The Statement from the Eight Foundations

However, a coordinated response has come from eight of the leading open source foundations (including the Python Software Foundation, Rust Foundation, Eclipse Foundation, and OpenJS Foundation), which published a joint statement on OpenSSF titled "Open Infrastructure is Not Free". The central message is that “commercial-scale use without commercial-scale support is unsustainable” and that the current model has reached a critical turning point. Not yet a crisis, but the boundary is close: demand is growing exponentially, while funding is, optimistically, linear.

Public Registries as Free Global CDNs for Proprietary Software

Registries are also being used as free global CDNs for proprietary software. The foundations have stated this unequivocally: “Public registries have become free global CDNs for commercial vendors.” Companies distributing proprietary SDKs and tools through PyPI or npm are using infrastructure intended for community software as a commercial distribution backend, without contributing to operational costs.

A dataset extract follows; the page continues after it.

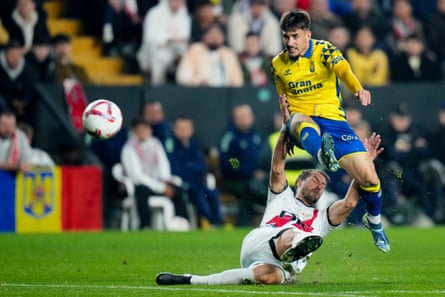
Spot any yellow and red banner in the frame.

The Sustaining Package Registries Working Group

On May 6, 2026, the Sustaining Package Registries Working Group was launched under the umbrella of the Linux Foundation. Sonatype, as the steward of Maven Central, is among the founding members. The initiative has four main axes: economic sustainability (developing funding models proportional to usage), collective defense (sharing information about threats among registries), governance (shared policy frameworks), and ecosystem education about usage responsibility.

Concrete proposals are already on the table. The foundations have explicitly mentioned tiered access models, where basic access remains free for individual developers and small teams, while large commercial consumers would pay in proportion to their usage. They cite internet bandwidth and cloud computing as precedents, where the principle “the more you use, the more you pay” is established: if 1% of users generates 82% of the traffic, that is where the significant contribution must come from.

Immediate Measures and Recommendations

In the immediate term, the foundations are asking companies to adopt minimum efficiency measures: implement local caching to avoid redundant downloads, reduce synthetic traffic generated by scanners and AI agents, and start direct conversations with registry maintainers about forms of proportional contribution. These are recommendations that sound obvious, but the majority of organizations have never implemented them because the cost was zero, and in the face of a "zero cost," no one ever raises any concerns.

The market for software supply chain security is directly connected to these issues and is currently experiencing strong growth, also driven by the entry into force of the European Cyber Resilience Act, which has added compliance obligations for organizations using open-source components in products marketed in the EU. Regulatory pressure adds to the infrastructural pressure: registries, in addition to handling the increasingly heavy load, must also document and certify the security of what they distribute, with operational costs increasing further.